Meet Nick O'Leary (Michael Cera): Nick is a broken-hearted musician who serves as the only straight guy in a "queercore" band. He's still hung up on his trashy, controlling ex-girlfriend, Tris (Alexis Dziena), for whom, by the beginning of the film, he has made 12 mixed CDs since their breakup (which apparently went down on his "b-day").

Meet Norah Silverberg (Kat Dennings): Norah is a major music lover whose dad just happens to be a major recording studio owner. Norah is a smart-mouthed but nurturing bombshell who can't seem to make a real connection with a boy.

When Nick, Norah, Tris and Norah's gloriously drunk friend Caroline (Ari Graynor) run into each other at music club, feelings get hurt, egos are bruised and Norah - in an act of desperation asks Nick a fateful question: "Will you be my boyfriend for five minutes?" Thus begins a rather long and crazy night in Manhattan that includes a wild goose chase with Nick and Norah's favorite band "Where's Fluffy?" and Caroline, who takes off barfing all over the city. Graynor rocks as Caroline and gives probably the most hilarious, honest and lovable performance ever of a drunk chick.

Nick and Norah predictably deal with their exes, contemplate their futures, bond, fight and fall in love during their adventures. The movie gets a bit cliché at times, which is its biggest flaw. But the contemporary dialogue and truthful portrayals of the 18- to 20-year-old age group make the movie something special. It's a hipster version of "Superbad" without the gross-out comedy. An R-rating seemed to be something this movie desperately wanted and probably should've received. Thanks to the unfortunate PG-13 rating, bad language is minimal and sex is merely fully clothed, heavy breathing. It can make the audience feel slightly cheated, but it is enjoyable nonetheless.

The actors in the film are spot-on, specifically the infinitely cute Cera and Dennings. Cera continues to build his image as the thinking girl's heartthrob with his bone-dry wit and adorable shyness. Anything Cera does is worth watching because of - what this writer likes to call his "Cera-isms." For example, when Norah worries about Caroline getting sexually assaulted in the van with Nick's band members, Cera (as Nick) responds in uncomfortable seriousness: "Yeah, they're gay ... gay every day, all the time. If somebody's going to get raped in that van tonight ... it will be a guy." Totally worth the price of admission.

Dennings, however, is the star of the show. She is beautiful, sarcastic, powerful and vulnerable all at the same time - she is impossible not to fall in love with. She garners more laughs than Cera, and that is saying something. Her naturalism and too-cool-for-you quips are the best parts of the movie. Cera and Dennings are perfectly cast and have biting chemistry.
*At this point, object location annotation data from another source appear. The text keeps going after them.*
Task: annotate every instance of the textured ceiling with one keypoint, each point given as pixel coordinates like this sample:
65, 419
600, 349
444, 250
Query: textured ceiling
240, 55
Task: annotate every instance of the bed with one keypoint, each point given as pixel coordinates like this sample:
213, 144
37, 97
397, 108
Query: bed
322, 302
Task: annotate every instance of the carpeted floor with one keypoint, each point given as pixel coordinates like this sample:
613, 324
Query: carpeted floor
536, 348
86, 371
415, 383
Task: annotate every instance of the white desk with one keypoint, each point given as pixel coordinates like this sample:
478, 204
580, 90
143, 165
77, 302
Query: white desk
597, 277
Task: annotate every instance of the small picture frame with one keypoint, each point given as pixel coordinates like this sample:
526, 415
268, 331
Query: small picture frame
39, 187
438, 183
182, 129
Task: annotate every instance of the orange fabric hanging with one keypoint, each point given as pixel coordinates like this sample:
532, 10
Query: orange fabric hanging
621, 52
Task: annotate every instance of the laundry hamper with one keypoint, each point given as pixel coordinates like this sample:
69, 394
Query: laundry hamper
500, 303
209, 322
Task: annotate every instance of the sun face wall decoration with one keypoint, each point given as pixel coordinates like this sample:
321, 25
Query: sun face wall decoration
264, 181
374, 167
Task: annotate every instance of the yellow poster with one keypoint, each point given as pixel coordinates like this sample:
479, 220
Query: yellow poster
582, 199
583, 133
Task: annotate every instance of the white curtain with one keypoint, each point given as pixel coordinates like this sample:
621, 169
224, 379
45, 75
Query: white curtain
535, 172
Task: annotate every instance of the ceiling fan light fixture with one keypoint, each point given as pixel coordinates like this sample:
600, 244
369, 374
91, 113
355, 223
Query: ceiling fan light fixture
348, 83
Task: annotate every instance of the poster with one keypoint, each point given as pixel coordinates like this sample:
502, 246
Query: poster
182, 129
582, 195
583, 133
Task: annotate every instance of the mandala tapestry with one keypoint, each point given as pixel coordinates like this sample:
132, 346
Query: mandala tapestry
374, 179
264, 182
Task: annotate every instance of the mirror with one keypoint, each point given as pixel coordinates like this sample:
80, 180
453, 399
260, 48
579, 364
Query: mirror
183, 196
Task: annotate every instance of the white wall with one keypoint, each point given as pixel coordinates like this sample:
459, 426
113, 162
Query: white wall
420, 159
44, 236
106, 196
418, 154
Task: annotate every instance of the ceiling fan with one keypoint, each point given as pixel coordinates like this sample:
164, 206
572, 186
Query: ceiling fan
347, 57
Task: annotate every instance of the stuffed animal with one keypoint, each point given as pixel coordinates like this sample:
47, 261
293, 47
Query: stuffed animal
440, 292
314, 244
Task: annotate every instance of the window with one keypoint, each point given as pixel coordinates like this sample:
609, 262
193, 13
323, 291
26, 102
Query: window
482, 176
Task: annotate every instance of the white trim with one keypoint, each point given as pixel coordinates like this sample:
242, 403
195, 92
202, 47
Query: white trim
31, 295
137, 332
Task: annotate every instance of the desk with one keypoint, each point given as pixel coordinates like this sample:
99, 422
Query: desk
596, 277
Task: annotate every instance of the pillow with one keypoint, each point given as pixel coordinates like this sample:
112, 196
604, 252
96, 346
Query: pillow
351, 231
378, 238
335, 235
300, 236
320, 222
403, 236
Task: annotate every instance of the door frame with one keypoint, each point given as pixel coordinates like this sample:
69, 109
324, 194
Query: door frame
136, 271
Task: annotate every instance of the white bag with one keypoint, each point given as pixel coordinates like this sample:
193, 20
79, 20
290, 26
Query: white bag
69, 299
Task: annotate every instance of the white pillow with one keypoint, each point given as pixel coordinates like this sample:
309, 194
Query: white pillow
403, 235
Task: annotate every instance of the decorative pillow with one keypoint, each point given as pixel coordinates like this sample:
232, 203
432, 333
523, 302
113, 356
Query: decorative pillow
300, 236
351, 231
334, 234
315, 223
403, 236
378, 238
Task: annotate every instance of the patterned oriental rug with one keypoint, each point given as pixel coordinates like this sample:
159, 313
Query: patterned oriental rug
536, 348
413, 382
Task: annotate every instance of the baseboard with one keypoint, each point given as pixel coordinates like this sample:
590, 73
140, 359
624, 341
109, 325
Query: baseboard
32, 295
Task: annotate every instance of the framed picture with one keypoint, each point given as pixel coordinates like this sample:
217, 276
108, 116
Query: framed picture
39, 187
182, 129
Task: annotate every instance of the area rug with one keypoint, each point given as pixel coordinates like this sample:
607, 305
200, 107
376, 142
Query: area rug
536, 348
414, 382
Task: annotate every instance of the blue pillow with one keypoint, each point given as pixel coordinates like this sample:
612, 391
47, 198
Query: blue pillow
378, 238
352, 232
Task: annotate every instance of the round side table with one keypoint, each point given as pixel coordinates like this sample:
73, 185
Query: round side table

It bares mentioning that the actors who play Nick's band members (Aaron Yoo, Rafi Gavron) and their new love interest, Lethario (Jonathon B. Wright), wonderfully portray honest and substantial gay men. They are not the stereotypical lisping, hyperactive gay sidekicks who are used for comic relief, but rather wise and compassionate friends of Nick who happen to be gay. Scafaria and Sollett deserve major props for breaking down such an irritating and unrealistic movie tradition.

"Nick and Norah's Infinite Playlist" is a sweet movie with a sharp, modern outlook on teenage love. Like every single end to a 1980s Hughes teen romp, we can all guess how this movie ends, but it is always fun to be a part of the journey.